Implementation of StringBuilders :: Data Structures in C#

Implementation of StringBuilders

In this section, we will examine some of the implementation details of the StringBuilder class. There are several reasons for doing this. First, by examining these details, we can begin to understand why a StringBuilder is so much more efficient than a string when it comes to building long strings a character at a time. Second, by studying implementations of data structures, we can learn techniques that might be useful to us if we need to build our own data structures. Finally, a computing professional who better understands the underlying software will be better equipped to use that software effectively.

In what follows, we will develop an implementation of a simplified StringBuilder class. Specifically, we will only implement enough to support the program that flips the case of all characters in a string (see the previous section ). Most other features of a StringBuilder have a rather straightforward implementation once the basics are done (we will show how to implement an indexer in a later section ).

Note

The implementation described here is much simpler than the .NET implementation, which achieves even better performance.

In order to illustrate more clearly the techniques used to implement a StringBuilder, we will present an implementation that uses only those types provided by the C# core language, rather than those found in a library such as .NET. One of the more useful data structures that the C# core language provides for building more advanced data structures is the array. We can represent the characters in a StringBuilder using a char[ ]. One difficulty in using an array, however, is that we don’t know how many characters our StringBuilder might need. We will return to this issue shortly, but for now, let’s just arbitrarily pick a size for our array, and define:

/// <summary>
/// The initial capacity of the underlying array.
/// </summary>
private const int _initialCapacity = 100;

/// <summary>
/// The character in this StringBuilder.
/// </summary>
private char[] _characters = new char[_initialCapacity];

An array with 100 elements will give us room enough to store up to 100 characters. In fact, initializing the array in this way actually gives us 100 characters, as each array element is initialized to a Unicode NULL character (a char with a decimal value of 0). Because char is a value type , each array element is going to store a char - it’s just a question of which char it is going to store. Therefore, if we want to be able to represent a sequence of fewer than 100 characters, we need an additional field to keep track of how many characters of the array actually represent characters in the StringBuilder. We therefore define:

/// <summary>
/// The number of characters in this StringBuilder.
/// </summary>
private int _length = 0;

Thus, for example, if _length is 25, the first 25 characters in _characters will be the characters in the StringBuilder.

Because both fields have initializers, the default constructor will initialize them both; hence, we don’t need to write a constructor.
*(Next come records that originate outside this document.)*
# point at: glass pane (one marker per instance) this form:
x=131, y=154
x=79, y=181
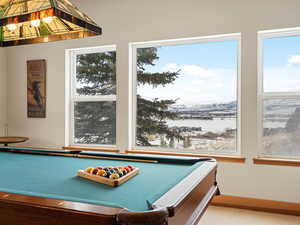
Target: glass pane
x=95, y=123
x=187, y=97
x=96, y=74
x=281, y=125
x=281, y=64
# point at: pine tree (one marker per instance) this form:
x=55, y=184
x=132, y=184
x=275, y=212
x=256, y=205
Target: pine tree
x=95, y=122
x=152, y=114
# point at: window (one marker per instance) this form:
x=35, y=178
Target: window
x=185, y=95
x=93, y=96
x=279, y=96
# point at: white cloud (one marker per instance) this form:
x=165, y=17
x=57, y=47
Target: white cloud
x=195, y=85
x=282, y=79
x=295, y=59
x=192, y=70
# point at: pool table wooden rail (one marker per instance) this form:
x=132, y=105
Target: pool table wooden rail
x=182, y=205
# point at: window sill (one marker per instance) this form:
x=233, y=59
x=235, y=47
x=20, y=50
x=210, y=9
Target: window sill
x=278, y=162
x=220, y=158
x=97, y=149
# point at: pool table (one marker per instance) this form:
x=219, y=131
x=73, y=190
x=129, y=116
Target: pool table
x=41, y=187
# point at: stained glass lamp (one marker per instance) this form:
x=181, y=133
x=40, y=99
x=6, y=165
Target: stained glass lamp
x=38, y=21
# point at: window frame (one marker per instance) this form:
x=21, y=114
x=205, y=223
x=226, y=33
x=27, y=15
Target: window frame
x=72, y=97
x=261, y=95
x=173, y=42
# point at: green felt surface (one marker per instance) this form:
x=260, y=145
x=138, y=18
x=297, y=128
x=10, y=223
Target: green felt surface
x=55, y=177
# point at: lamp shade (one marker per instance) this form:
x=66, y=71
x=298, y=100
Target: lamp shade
x=38, y=21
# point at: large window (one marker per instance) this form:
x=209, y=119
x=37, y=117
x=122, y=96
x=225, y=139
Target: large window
x=186, y=95
x=279, y=96
x=93, y=96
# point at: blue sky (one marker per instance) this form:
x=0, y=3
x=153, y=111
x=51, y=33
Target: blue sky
x=208, y=73
x=209, y=70
x=282, y=64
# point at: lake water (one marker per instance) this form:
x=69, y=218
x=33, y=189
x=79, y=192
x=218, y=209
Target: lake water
x=218, y=125
x=215, y=125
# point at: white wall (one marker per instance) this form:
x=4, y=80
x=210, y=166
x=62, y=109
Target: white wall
x=3, y=98
x=141, y=20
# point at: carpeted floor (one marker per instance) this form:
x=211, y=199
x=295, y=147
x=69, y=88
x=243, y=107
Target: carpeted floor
x=230, y=216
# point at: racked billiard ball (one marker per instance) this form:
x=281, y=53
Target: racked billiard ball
x=89, y=170
x=114, y=176
x=101, y=173
x=95, y=171
x=131, y=167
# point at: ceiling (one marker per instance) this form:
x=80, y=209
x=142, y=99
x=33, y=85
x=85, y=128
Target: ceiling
x=3, y=2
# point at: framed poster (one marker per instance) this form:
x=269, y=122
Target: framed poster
x=36, y=88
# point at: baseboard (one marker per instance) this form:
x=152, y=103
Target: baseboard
x=257, y=204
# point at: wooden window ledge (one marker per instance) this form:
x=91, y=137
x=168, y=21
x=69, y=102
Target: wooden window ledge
x=278, y=162
x=220, y=158
x=97, y=149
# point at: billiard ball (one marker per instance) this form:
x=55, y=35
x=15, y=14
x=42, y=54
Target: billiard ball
x=101, y=173
x=89, y=170
x=114, y=176
x=95, y=171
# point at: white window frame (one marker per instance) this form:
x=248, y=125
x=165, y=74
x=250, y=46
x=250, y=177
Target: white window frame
x=173, y=42
x=72, y=97
x=261, y=95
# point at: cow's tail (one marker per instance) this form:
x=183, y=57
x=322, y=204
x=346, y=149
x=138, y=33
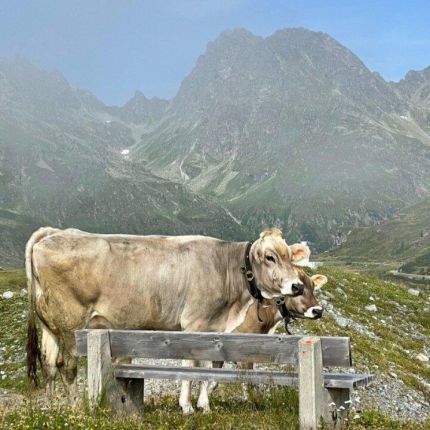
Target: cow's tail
x=33, y=349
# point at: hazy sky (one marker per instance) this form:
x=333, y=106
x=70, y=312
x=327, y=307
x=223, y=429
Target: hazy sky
x=113, y=47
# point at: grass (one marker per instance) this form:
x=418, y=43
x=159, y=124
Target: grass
x=274, y=409
x=13, y=315
x=401, y=327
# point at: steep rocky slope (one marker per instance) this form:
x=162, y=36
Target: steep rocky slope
x=64, y=162
x=292, y=129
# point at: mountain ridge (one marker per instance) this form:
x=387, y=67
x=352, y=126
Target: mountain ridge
x=290, y=130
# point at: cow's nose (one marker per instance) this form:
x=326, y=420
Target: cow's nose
x=317, y=313
x=297, y=289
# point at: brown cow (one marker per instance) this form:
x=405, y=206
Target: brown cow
x=304, y=306
x=194, y=283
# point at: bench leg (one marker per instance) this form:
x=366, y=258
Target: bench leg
x=122, y=396
x=125, y=396
x=337, y=401
x=311, y=383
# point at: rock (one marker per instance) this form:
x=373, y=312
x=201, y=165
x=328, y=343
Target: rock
x=413, y=292
x=341, y=292
x=422, y=357
x=341, y=321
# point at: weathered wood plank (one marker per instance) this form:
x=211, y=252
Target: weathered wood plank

Let’s focus instead on the Append method. This method needs to take a char as its only parameter and return a StringBuilder (itself). Its effect needs to be to add the given char to the end of the sequence of characters in the StringBuilder.

In order to see how this can be done, consider how our fields together represent the sequence of characters:

Within the array referred to by _characters, the first _length locations (i.e., locations 0 through _length - 1) store the characters in the StringBuilder. This means that _characters[_length] is the next available location, provided this is a valid array location. In this case, we can simply place the char to be appended in _characters[_length], increment _length (because the number of characters in the StringBuilder has increased by 1), and return the StringBuilder.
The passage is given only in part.